Clonezilla is mainly a collection of shell scripts that combine many other pieces of software together into a useful system. The first of these is DRBL, another project of NCHC. DRBL stands for Diskless Remote Boot Linux. The main purpose of DRBL is to allow a single server to maintain the filesystem for a machine while other nodes may boot without a local disk and will be fed a boot image over PXE that sets up an NFS mount on the remote DRBL server to allow it to operate without a disk.

Clonezilla’s goal is somewhat more modest than this, but it uses DRBL’s PXE boot support in order to actually serve images to nodes.

As for multicast Clonezilla simply uses udpcast’s udp-send and udp-receive commands in order to move data from the Server to nodes.

For partition imaging Clonezilla is able to use three systems: partimage, partclone, ntfsclone, and dd.

Partimage is unaffiliated with NCHC and started development in 2001, though it doesn’t seem to be in especially active development as the last stable release was in 2010. It supports many file systems (with support meaning it can essentially ignore unused sectors on the disk to reduce image size and clone/restoration time) specifically: ext2/ext3, reiserfs-3, fat16/32, hpfs, jfs, xfs. Beta: ufs, hfs Experimental: ntfs. Of note from this list, though, is that UFS’s support is apparently “experimental”. In addition, ext4 is very much not supported. An ext4 image can be cloned as an ext3 image, but if any ext4 features are used (like extents) then it will result in an unusable image.

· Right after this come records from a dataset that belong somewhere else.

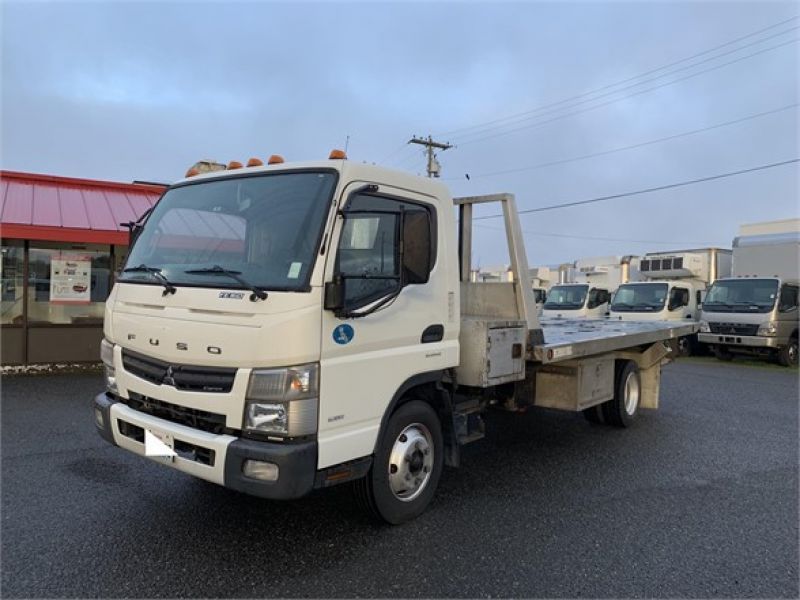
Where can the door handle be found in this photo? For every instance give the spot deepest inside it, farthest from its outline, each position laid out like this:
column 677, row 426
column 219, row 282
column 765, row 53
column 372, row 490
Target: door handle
column 432, row 333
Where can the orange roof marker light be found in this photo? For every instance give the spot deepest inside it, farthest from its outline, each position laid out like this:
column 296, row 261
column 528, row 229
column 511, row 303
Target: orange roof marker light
column 204, row 166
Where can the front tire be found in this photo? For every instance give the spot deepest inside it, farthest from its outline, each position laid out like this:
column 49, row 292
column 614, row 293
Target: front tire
column 622, row 409
column 407, row 466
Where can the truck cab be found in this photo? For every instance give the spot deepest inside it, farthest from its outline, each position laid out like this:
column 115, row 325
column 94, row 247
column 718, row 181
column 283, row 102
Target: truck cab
column 576, row 301
column 539, row 297
column 752, row 316
column 755, row 311
column 673, row 287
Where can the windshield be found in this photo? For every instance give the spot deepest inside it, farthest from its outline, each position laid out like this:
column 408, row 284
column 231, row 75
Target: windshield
column 641, row 297
column 742, row 295
column 265, row 229
column 566, row 297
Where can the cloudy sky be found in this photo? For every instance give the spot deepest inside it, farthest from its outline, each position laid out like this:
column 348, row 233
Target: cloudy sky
column 125, row 91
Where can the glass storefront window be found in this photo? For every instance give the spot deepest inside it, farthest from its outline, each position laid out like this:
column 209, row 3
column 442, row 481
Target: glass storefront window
column 67, row 283
column 11, row 279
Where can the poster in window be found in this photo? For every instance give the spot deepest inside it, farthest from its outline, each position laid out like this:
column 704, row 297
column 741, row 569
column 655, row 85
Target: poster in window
column 70, row 278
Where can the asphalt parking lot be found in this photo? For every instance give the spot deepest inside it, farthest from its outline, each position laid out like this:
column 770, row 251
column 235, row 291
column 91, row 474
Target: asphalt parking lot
column 699, row 499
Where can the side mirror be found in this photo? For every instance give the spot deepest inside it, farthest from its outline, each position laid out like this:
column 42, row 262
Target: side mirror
column 416, row 239
column 334, row 295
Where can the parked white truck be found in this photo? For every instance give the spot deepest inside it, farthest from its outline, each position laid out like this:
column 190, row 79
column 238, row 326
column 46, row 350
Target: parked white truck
column 288, row 327
column 755, row 312
column 673, row 287
column 589, row 294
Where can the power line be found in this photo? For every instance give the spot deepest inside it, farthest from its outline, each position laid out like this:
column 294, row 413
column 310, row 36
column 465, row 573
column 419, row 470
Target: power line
column 629, row 79
column 647, row 190
column 593, row 238
column 645, row 81
column 612, row 101
column 630, row 147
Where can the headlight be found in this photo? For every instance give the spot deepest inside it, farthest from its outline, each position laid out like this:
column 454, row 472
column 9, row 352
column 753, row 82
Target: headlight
column 283, row 402
column 769, row 328
column 107, row 356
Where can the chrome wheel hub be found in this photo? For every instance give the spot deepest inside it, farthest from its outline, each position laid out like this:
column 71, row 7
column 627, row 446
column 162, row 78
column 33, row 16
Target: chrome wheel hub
column 411, row 462
column 631, row 394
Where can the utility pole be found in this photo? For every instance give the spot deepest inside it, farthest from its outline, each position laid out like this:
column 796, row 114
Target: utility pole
column 434, row 168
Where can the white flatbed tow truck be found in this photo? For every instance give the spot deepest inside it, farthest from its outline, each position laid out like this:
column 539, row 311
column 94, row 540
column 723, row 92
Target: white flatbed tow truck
column 288, row 327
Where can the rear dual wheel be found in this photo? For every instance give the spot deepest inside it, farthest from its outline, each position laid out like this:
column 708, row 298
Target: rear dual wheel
column 788, row 355
column 621, row 410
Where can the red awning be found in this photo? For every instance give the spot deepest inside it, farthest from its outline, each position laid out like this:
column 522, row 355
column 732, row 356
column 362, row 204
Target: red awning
column 63, row 209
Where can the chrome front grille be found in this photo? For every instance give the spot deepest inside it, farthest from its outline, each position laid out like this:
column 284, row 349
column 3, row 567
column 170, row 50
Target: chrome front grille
column 182, row 377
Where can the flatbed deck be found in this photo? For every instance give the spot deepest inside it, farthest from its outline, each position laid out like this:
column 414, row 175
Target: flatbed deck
column 566, row 339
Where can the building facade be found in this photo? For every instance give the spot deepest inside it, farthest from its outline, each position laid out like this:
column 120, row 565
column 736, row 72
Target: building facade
column 62, row 241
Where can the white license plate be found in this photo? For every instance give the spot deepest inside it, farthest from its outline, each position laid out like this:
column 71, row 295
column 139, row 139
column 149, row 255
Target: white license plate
column 159, row 446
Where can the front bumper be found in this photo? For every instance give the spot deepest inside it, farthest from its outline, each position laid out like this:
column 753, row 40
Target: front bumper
column 214, row 457
column 723, row 339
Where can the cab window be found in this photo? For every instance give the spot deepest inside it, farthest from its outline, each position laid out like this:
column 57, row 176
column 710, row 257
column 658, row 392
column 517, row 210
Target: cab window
column 368, row 256
column 788, row 300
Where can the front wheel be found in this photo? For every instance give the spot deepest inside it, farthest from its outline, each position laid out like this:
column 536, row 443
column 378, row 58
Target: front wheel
column 723, row 353
column 787, row 355
column 407, row 465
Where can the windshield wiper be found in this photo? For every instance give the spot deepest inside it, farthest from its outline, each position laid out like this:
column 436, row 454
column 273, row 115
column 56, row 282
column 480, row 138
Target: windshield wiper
column 258, row 293
column 155, row 272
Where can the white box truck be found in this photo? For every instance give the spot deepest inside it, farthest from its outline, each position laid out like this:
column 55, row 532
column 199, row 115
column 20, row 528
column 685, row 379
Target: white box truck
column 288, row 327
column 588, row 295
column 672, row 289
column 755, row 312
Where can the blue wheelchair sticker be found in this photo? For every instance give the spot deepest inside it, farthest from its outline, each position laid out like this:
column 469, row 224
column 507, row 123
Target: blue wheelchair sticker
column 343, row 334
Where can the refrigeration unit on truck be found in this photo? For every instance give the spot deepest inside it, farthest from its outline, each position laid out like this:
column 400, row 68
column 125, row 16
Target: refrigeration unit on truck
column 755, row 311
column 287, row 327
column 672, row 289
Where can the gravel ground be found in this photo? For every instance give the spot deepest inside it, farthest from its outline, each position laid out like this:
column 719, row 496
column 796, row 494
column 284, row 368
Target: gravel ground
column 699, row 499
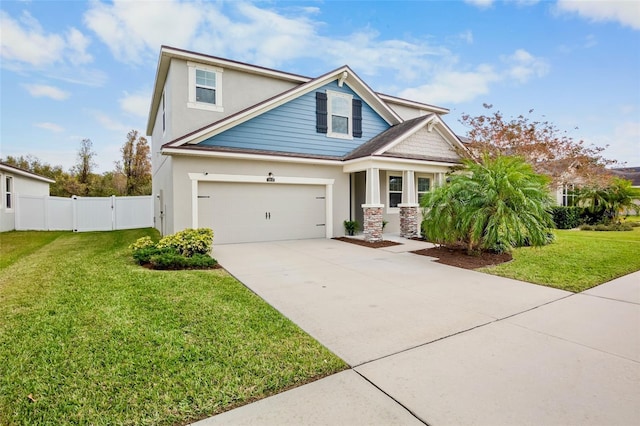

Partimage claims that the format is designed to ensure that restoring a disk happens sequentially across the drive so that it uses the minimum number of seeks.

Partclone is a project developed by NCHC as a replacement to partimage and is the default imaging system used by Clonezilla. It has support for many more filesystems, though ext2, ext3, ext4, hfs+, reiserfs, reiser4, btrfs, vmfs3, vmfs5, xfs, jfs, ufs, ntfs, fat(12/16/32), exfat.

Ntfsclone for the purpose of this analysis I didn't look into ntfsclone too much. As the name suggests, it only supports cloning ntfs.

dd is exactly what you’d expect, it simply runs dd on the partition and writes it to a file. The file is generally gzipped to save some space, though it still ends up being very large. Since the above systems support most of the common file system formats dd is rarely used, though it is available if a partition’s file system is unsupported.

Clonezilla’s Shortcomings

As of version 2.1.2-20 Clonezilla doesn't actually support multiple image restore sessions happening on the same LAN. This is something that would definitely need to be remedied if it was adopted by DeterLab. On the positive side, though, this isn't a problem with udpcast itself. Udpcast uses a default multicast address that Clonezilla doesn't change right now. Adding support for multiple restores would only involve modifying the way that Clonezilla calls udpcast to ensure that we have each restore session happening on its own multicast address.

Performance Numbers

In order to test potential performance of Clonezilla in comparison to the current frisbee system I created a deter experiment for testing each. The Clonezilla experiment used three Ubuntu machines with one server imaging two clients while the frisbee experiment used three FreeBSD 9 machines running frisbee (this is due to the fact that while Frisbee’s imagezip and imageunzip programs can be compiled and run on Linux, Frisbee's frisbee client can only run under FreeBSD).